Veículos elétricos ficam de fora de incentivo federal para produção

Fala, galera. Beleza? Gostaria de discutir com vocês o anúncio do Governo Federal para reduzir o preço dos carros populares, a viabilidade e a real intenção por trás desse incentivo.

Para começar, vamos trazer os pontos anunciados pelo Ministro do Desenvolvimento, Indústria, Comércio e Serviços (MDIC), Geraldo Alckmin, informando que o desconto será de 1,5% até 10,96% sobre o valor do veículo, mas limitados aos veículos de até R$ 120.000 .

Para aplicar os descontos, serão consideradas três variáveis: Social, Ambiental e Densidade Industrial.

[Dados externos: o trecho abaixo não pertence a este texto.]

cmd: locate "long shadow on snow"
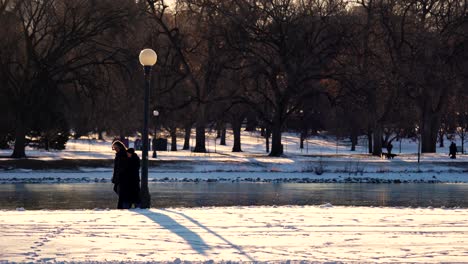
[136,210,211,255]
[160,209,255,262]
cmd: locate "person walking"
[449,141,457,159]
[387,142,393,159]
[124,148,140,208]
[112,140,131,209]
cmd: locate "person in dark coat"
[387,143,393,158]
[112,140,131,209]
[125,148,140,207]
[449,142,457,159]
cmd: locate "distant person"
[122,148,140,208]
[135,138,141,150]
[449,141,457,159]
[112,140,129,209]
[387,143,393,159]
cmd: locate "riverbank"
[0,204,468,263]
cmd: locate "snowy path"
[0,206,468,263]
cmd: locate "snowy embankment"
[0,204,468,263]
[0,132,468,183]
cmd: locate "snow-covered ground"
[0,204,468,263]
[0,131,468,163]
[0,132,468,182]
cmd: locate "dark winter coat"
[112,149,128,189]
[121,153,140,204]
[449,142,457,158]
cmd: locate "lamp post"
[153,110,159,158]
[139,49,158,208]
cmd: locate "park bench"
[381,152,398,159]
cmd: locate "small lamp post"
[153,110,159,158]
[139,49,158,208]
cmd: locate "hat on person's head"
[112,140,127,150]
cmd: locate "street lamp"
[139,49,158,208]
[153,110,159,158]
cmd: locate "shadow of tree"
[161,209,256,262]
[136,210,211,255]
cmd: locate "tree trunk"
[193,124,206,153]
[219,126,226,146]
[193,105,206,153]
[372,122,383,156]
[11,121,26,159]
[232,120,242,152]
[171,128,177,151]
[182,125,192,150]
[269,123,283,157]
[421,105,440,153]
[245,112,257,132]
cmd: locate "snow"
[0,132,468,183]
[0,207,468,263]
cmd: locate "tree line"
[0,0,468,158]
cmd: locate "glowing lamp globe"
[139,49,158,67]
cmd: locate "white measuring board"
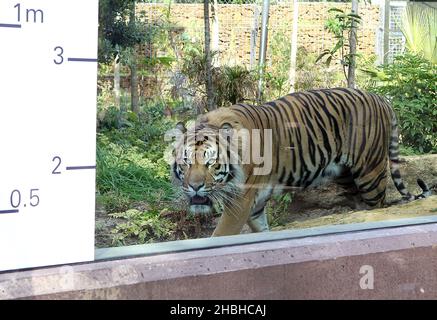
[0,0,98,270]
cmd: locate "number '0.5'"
[10,189,39,208]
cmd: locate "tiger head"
[171,119,244,214]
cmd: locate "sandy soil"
[96,154,437,247]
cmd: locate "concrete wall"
[0,223,437,299]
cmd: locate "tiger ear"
[176,122,187,133]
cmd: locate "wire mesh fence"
[99,0,405,104]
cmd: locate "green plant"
[316,8,361,80]
[181,43,256,111]
[368,53,437,153]
[109,209,175,246]
[401,3,437,64]
[267,193,293,228]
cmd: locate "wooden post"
[347,0,358,88]
[203,0,216,111]
[383,0,390,64]
[289,0,299,92]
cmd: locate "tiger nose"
[189,183,205,191]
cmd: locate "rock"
[274,154,437,230]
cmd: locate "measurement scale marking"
[0,23,21,28]
[68,58,97,62]
[65,166,96,170]
[0,209,18,214]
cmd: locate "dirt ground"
[96,154,437,247]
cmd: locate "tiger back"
[172,88,430,236]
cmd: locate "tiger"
[171,88,430,237]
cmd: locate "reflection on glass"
[96,1,437,247]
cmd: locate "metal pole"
[257,0,270,103]
[383,0,390,63]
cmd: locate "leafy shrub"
[97,99,173,212]
[181,44,257,111]
[110,209,175,245]
[369,53,437,153]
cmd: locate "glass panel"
[96,0,437,249]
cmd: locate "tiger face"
[172,122,242,214]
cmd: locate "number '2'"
[53,46,64,64]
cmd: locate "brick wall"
[138,2,379,64]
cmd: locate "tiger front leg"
[212,190,255,237]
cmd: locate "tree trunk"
[383,0,390,64]
[211,0,220,66]
[129,1,140,114]
[289,0,299,92]
[250,3,259,69]
[347,0,358,88]
[203,0,216,111]
[114,53,120,109]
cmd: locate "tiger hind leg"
[354,163,387,209]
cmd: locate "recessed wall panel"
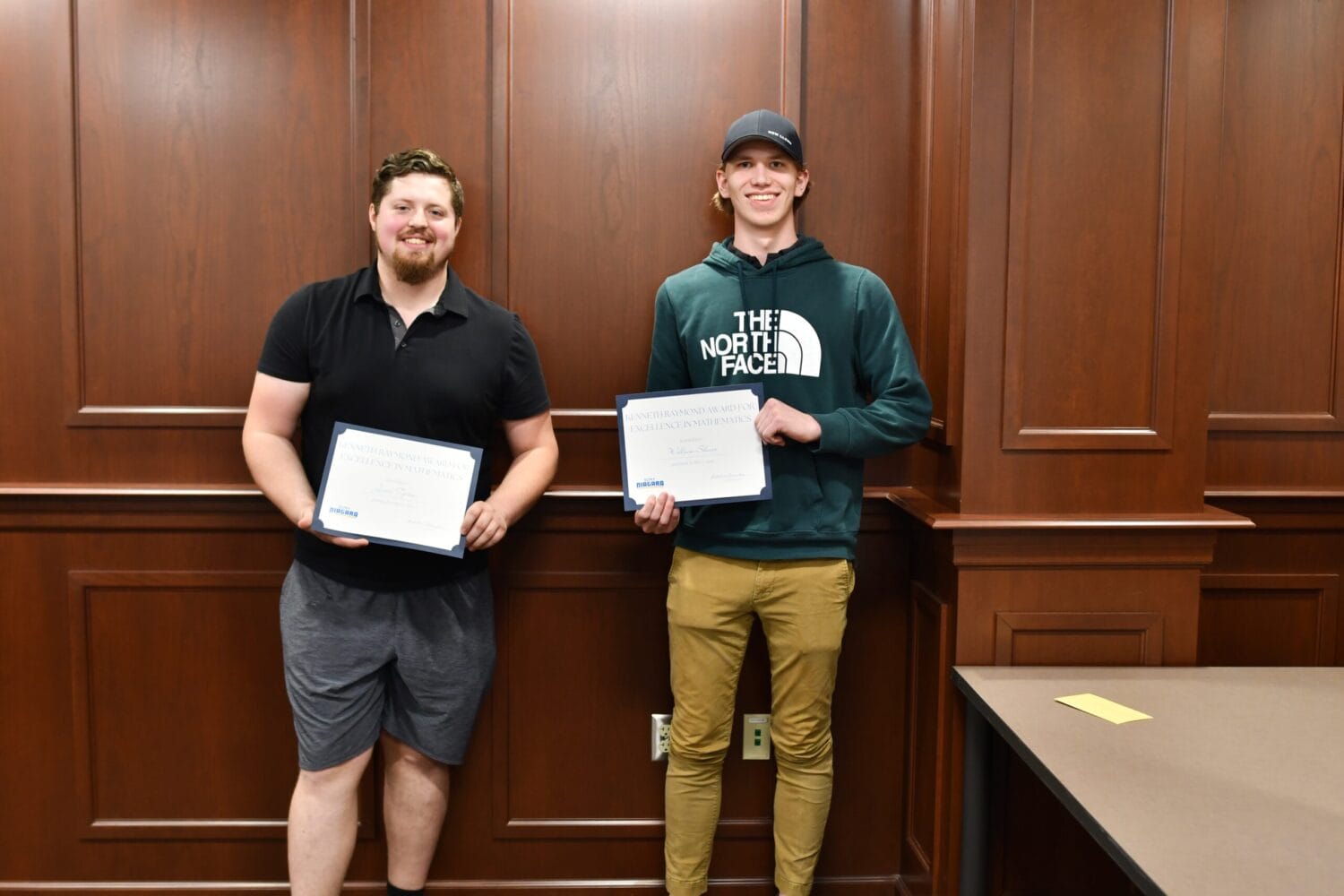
[1004,0,1179,449]
[1210,0,1344,431]
[66,0,367,425]
[508,0,800,409]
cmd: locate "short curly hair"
[370,149,464,220]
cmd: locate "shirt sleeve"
[814,271,933,458]
[647,283,691,392]
[257,286,314,383]
[500,314,551,420]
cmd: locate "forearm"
[244,430,317,522]
[487,442,561,525]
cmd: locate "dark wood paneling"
[0,495,909,893]
[1199,497,1344,665]
[371,0,492,300]
[494,0,800,409]
[69,571,374,841]
[902,582,954,892]
[65,0,367,426]
[1210,0,1344,431]
[959,0,1222,513]
[995,611,1163,667]
[1199,573,1340,667]
[1003,0,1185,449]
[1207,1,1344,493]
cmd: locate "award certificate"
[616,383,771,511]
[314,423,481,557]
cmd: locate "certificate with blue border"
[616,383,773,511]
[314,423,483,557]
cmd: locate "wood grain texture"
[1003,0,1185,450]
[66,0,365,426]
[0,495,909,892]
[1210,0,1344,431]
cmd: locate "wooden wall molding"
[1199,573,1340,667]
[67,570,376,841]
[1003,0,1187,452]
[995,611,1163,667]
[1204,489,1344,530]
[1209,3,1344,434]
[61,0,368,428]
[903,582,954,879]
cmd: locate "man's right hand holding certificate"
[634,492,682,535]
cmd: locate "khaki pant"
[664,548,854,896]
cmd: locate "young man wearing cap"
[634,108,930,896]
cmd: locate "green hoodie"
[648,237,932,560]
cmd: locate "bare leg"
[381,731,448,890]
[288,748,374,896]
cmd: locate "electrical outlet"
[650,712,672,762]
[742,712,771,759]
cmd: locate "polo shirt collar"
[355,264,468,317]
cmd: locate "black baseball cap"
[719,108,803,165]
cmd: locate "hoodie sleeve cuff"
[808,411,849,454]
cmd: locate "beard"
[387,232,448,286]
[392,243,448,286]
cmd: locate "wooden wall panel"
[1210,0,1344,431]
[0,495,909,893]
[69,570,305,840]
[0,0,945,490]
[995,610,1163,667]
[1004,0,1185,450]
[371,0,492,305]
[1199,573,1340,667]
[1199,497,1344,665]
[1207,0,1344,495]
[496,0,800,409]
[902,582,956,892]
[954,0,1222,514]
[66,0,366,426]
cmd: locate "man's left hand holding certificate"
[312,423,483,557]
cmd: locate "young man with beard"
[244,149,559,896]
[634,108,930,896]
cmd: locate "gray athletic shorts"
[280,562,495,771]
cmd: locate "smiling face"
[368,172,462,285]
[715,140,808,234]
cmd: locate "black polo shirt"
[257,267,550,591]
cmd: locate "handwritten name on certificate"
[616,383,771,511]
[314,423,483,557]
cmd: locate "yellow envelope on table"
[1055,694,1152,726]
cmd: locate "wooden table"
[953,667,1344,896]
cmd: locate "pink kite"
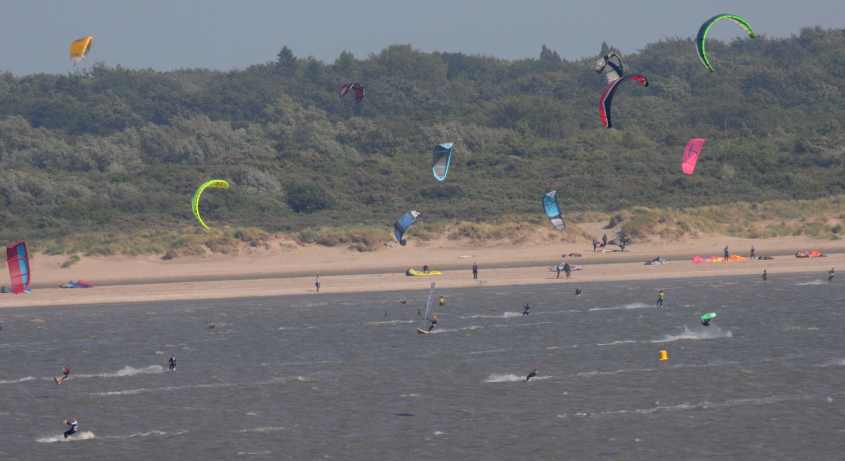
[681,138,707,176]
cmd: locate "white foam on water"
[35,431,97,443]
[77,365,164,380]
[575,368,657,378]
[795,279,827,287]
[596,339,639,346]
[587,303,656,312]
[431,325,484,334]
[0,376,35,384]
[467,349,510,355]
[88,376,296,397]
[557,395,812,418]
[458,311,522,320]
[493,322,552,328]
[483,373,553,383]
[367,320,416,327]
[651,325,733,343]
[237,426,285,434]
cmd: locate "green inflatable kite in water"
[698,312,717,327]
[191,179,229,230]
[695,14,757,72]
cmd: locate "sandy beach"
[0,228,845,307]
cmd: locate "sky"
[0,0,845,75]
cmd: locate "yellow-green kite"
[191,179,229,230]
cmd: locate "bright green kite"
[695,14,757,72]
[191,179,229,230]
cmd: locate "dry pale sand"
[0,230,845,307]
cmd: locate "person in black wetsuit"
[428,314,437,331]
[65,418,79,438]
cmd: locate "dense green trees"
[0,28,845,244]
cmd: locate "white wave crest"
[484,373,551,383]
[651,325,733,343]
[587,303,655,312]
[0,376,35,384]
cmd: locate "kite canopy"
[337,82,366,103]
[695,14,757,72]
[69,35,94,62]
[543,190,566,231]
[6,240,32,294]
[191,179,229,230]
[599,74,648,128]
[681,138,707,176]
[393,210,420,246]
[431,142,455,182]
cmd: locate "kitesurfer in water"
[428,314,437,331]
[65,417,79,438]
[56,367,70,384]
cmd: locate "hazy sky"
[0,0,845,74]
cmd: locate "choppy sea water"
[0,275,845,460]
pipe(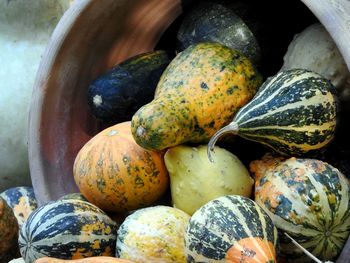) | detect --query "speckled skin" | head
[117,205,190,263]
[0,186,38,228]
[131,43,261,150]
[0,197,18,262]
[73,122,169,212]
[18,199,118,262]
[250,157,350,262]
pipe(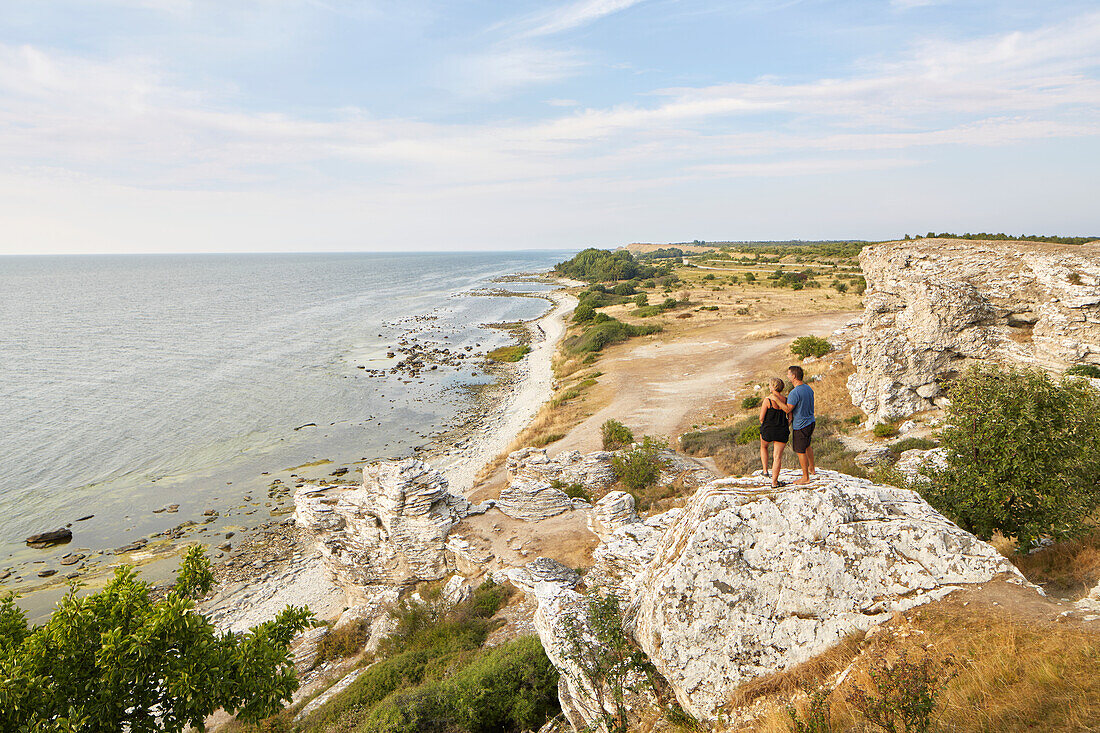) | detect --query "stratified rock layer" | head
[848,239,1100,423]
[295,459,470,586]
[521,471,1023,724]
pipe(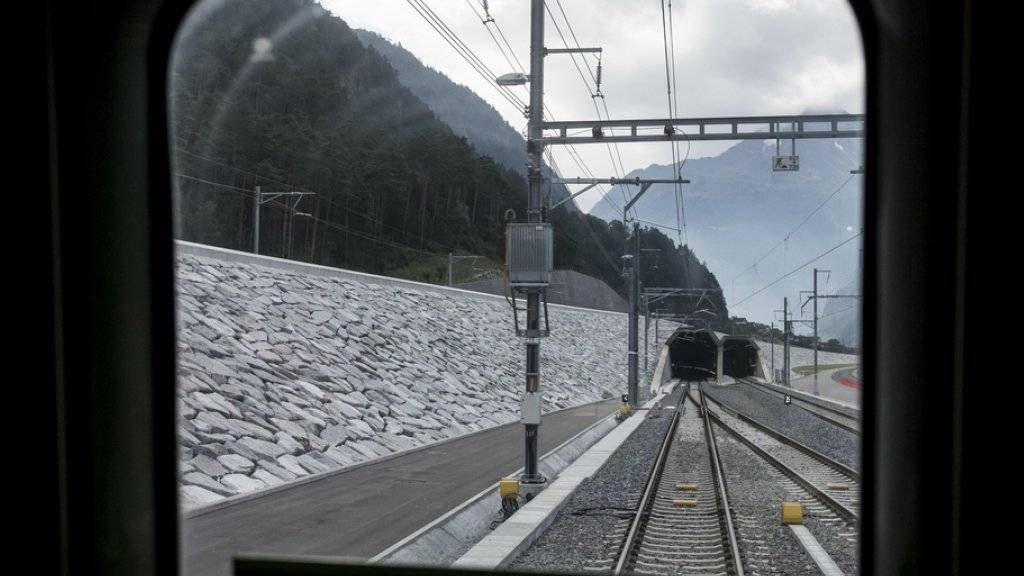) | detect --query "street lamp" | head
[495,72,529,86]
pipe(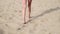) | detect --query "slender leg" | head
[28,0,32,18]
[22,0,27,23]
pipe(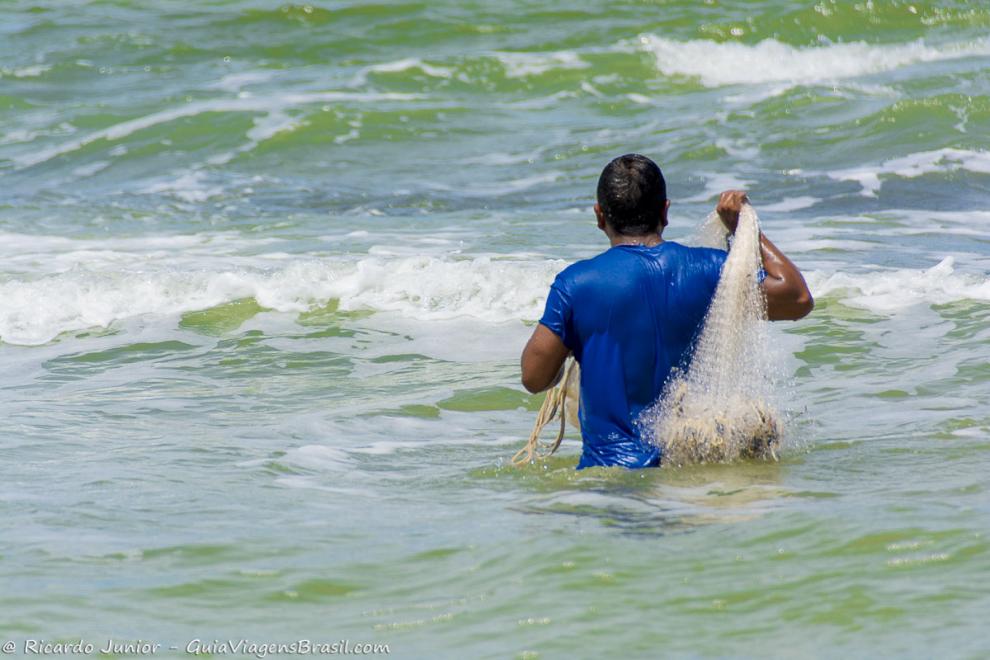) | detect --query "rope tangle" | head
[512,358,577,466]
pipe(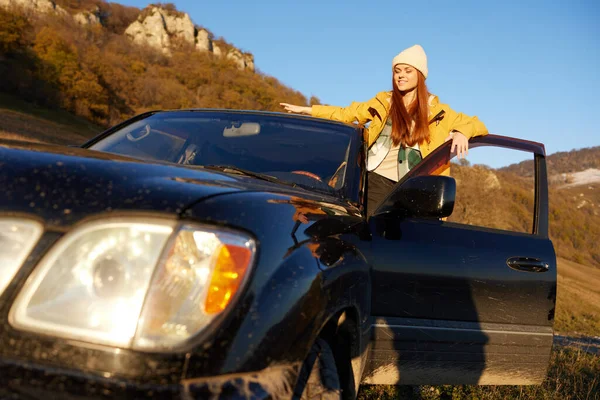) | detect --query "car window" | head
[90,112,355,195]
[448,147,535,233]
[399,135,544,234]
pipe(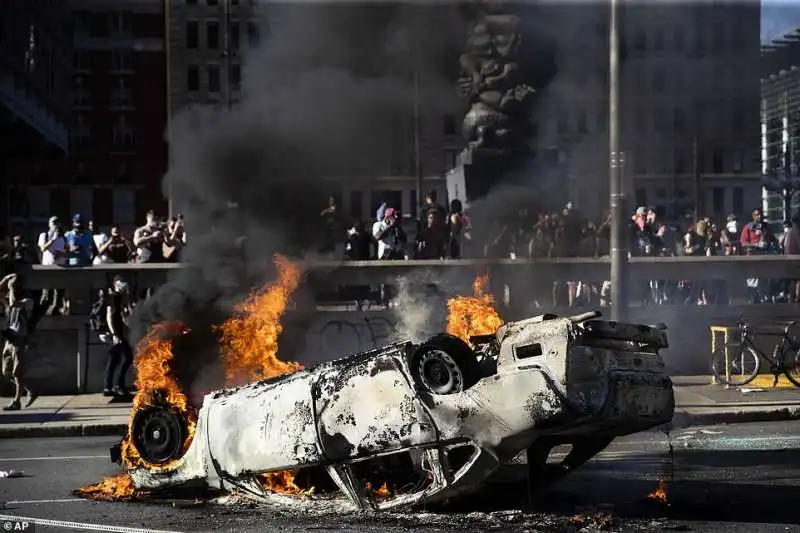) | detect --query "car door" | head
[313,352,438,462]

A primeira leva em conta o valor do carro. Quanto menor for o preço atual, maior será o desconto praticado. Do ponto de vista ambiental, teremos como base a emissão de poluentes e, quanto à indústria, o nível de nacionalização do veículo e seus componentes. Os descontos serão aplicados por meio de redução de IPI, PIS e Cofins.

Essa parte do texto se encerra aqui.